Aktive Topologien

Anstatt passiv kann man die FlexRay Knoten auch aktiv mithilfe eines aktiven Sternkopplers zusammenschließen: man ordnet die zu einem FlexRay Cluster zusammenzuschließenden FlexRay Knoten physikalisch zu einem Stern an und ersetzt den passiven Sternmittelpunkt (passiver Stern) durch einen aktiven Sternkoppler.

Ein aktiver Sternkoppler nimmt Signale über einen Kommunikationszweig auf, verstärkt und verteilt sie an alle anderen Kommunikationszweige. Außer bei Mischtopologien befindet sich am Ende eines Zweiges jeweils ein FlexRay Knoten. Der maximale Abstand zwischen aktivem Sternkoppler und FlexRay Knoten darf 24 Meter nicht überschreiten.

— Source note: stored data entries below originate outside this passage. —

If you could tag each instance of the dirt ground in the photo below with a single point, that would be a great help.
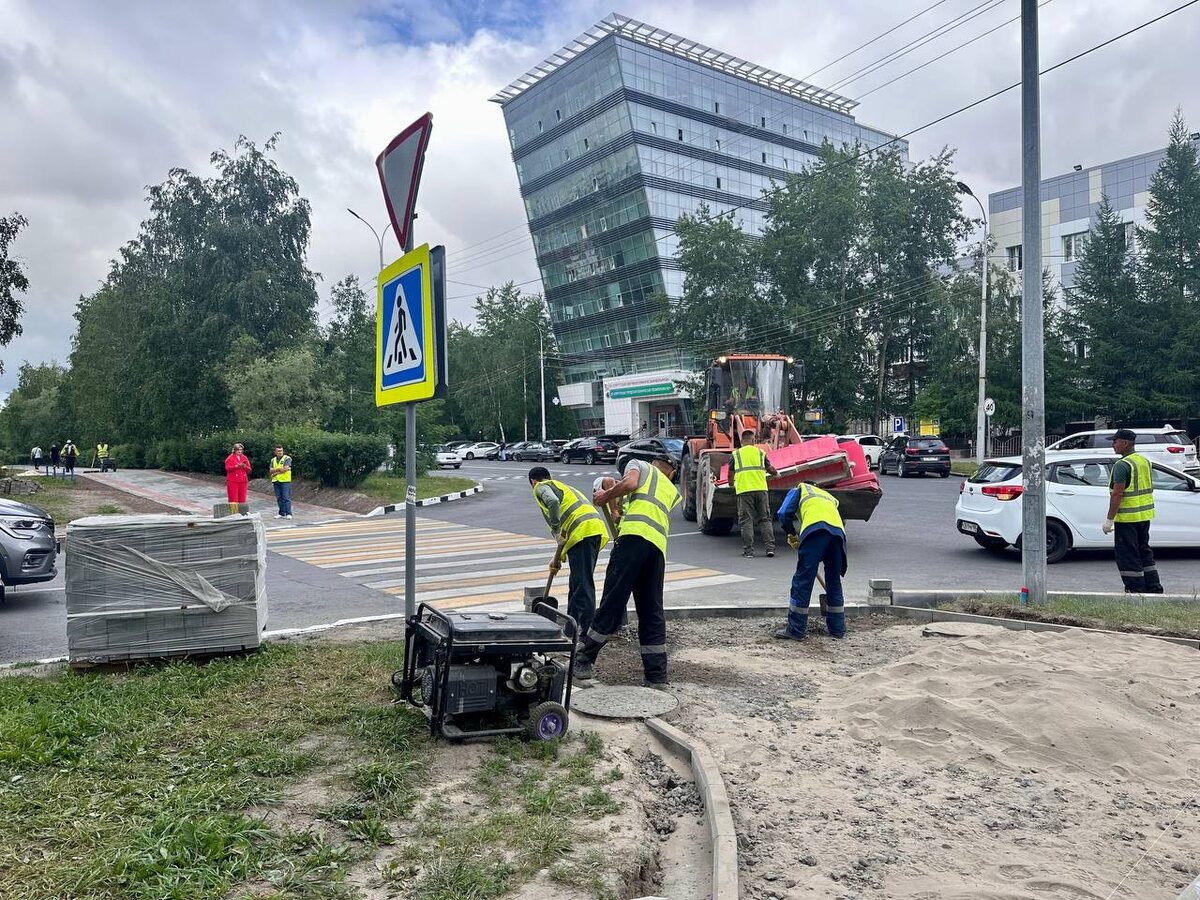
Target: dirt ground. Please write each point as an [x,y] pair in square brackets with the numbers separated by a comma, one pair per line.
[1008,766]
[903,766]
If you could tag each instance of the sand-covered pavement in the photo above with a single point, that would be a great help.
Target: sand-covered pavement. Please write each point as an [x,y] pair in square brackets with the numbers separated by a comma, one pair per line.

Der Vorteil der aktiven Sterntopologie besteht primär darin, die Ausbreitung von Fehlern zu vermeiden, indem fehlerhafte Kommunikationszweige vom aktiven Sternkoppler abgeschaltet werden. Von Vorteil ist aber auch die Möglichkeit, FlexRay Cluster mit größeren Ausdehnungen und, aufgrund idealer Busabschlüsse, elektrisch stabileren Verhältnissen realisieren zu können.

Die Grafik „Aktive Sterntopologie“ zeigt eine aktive Sterntopologie mit einem Kommunikationskanal. Die Grafik „Aktive Sterntopologie mit redundantem Bus“ zeigt dagegen eine aktive Sterntopologie mit einem redundanten Kommunikationskanal.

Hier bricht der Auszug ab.